If the example summary data.frame is in a variable called df
, an abbreviated answer is:
# replace total n with number of failures
df$fail = df$n - df$success
df$n = NULL
# melt and untable the data.frame
df = melt(df)
df = untable(df, df$value)
# recode the results, e.g., here by creating a new data.frame
df = data.frame(
test = df$test,
group = df$group,
success = as.numeric(df$variable == "success")
)
This is a great example of a very general problem. The idea is to back calculate the list of data that underlies a cross-tabulation. Given the cross-tabulation, the back-calculated list of data has one row for each datum and contains the attributes of each datum. Here is a post to the inverse of this question.
In "data geek" parlance, this is a question of putting tabulated data in First Normal Form -- if that is helpful to anyone. You can google data normalization, which will help you design agile data.frames that can be cross-tabulated and analyzed in many different ways.
In detail, for melt()
and untable()
to work here, the raw data need to be tweaked a bit to include fail
(number of failures) rather than total n
, but that is simple enough:
df$fail <- df$n - df$success
df$n <- NULL
which gives:
test group success fail
1 A control 1 1
2 A treat 2 1
3 B control 3 2
4 B treat 1 2
Now we can "melt" the table. melt()
can back-calculate the original list of data that was used to create a cross tabulation.
df <- melt(df)
In this case, we get new column called variable
that contains either "success" or "fail", and a column called value
that contains the datum from the original success
or fail
column.
test group variable value
1 A control success 1
2 A treat success 2
3 B control success 3
4 B treat success 1
5 A control fail 1
6 A treat fail 1
7 B control fail 2
8 B treat fail 2
The untable()
function repeats each row of a table according to the value of a numeric "count" vector. In this case, df$value
is the count vector, because it contains the number of successes and fails.
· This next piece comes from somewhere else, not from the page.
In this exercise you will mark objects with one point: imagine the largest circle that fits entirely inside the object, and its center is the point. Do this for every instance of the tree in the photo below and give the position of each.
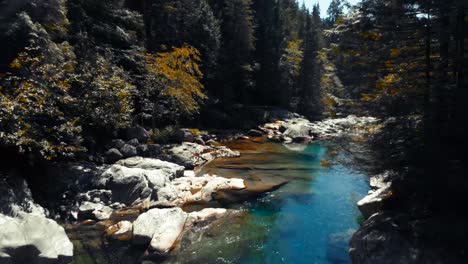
(35, 114)
(335, 11)
(176, 74)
df <- untable(df, df$value)
which will yield one record for each datum, either a "success" or a "fail":
test group variable value
1 A control success 1
2 A treat success 2
2.1 A treat success 2
3 B control success 3
3.1 B control success 3
3.2 B control success 3
4 B treat success 1
5 A control fail 1
6 A treat fail 1
7 B control fail 2
7.1 B control fail 2
8 B treat fail 2
8.1 B treat fail 2
This is the solution. If required, the data can now be recoded to replace "success" with 1 and "fail" with 0 (and get rid of the the extraneous value
and variable
columns...)
df <- data.frame(
test = df$test,
group = df$group,
success = as.numeric(df$variable == "success")
)
This returns the requested solution, tho the rows are sorted differently:
test group success
1 A control 1
2 A treat 1
3 A treat 1
4 B control 1
5 B control 1
6 B control 1
7 B treat 1
8 A control 0
9 A treat 0
10 B control 0
11 B control 0
12 B treat 0
13 B treat 0
Obviously, the data.frame can be resorted, if necessary. How to sort a data.frame in R.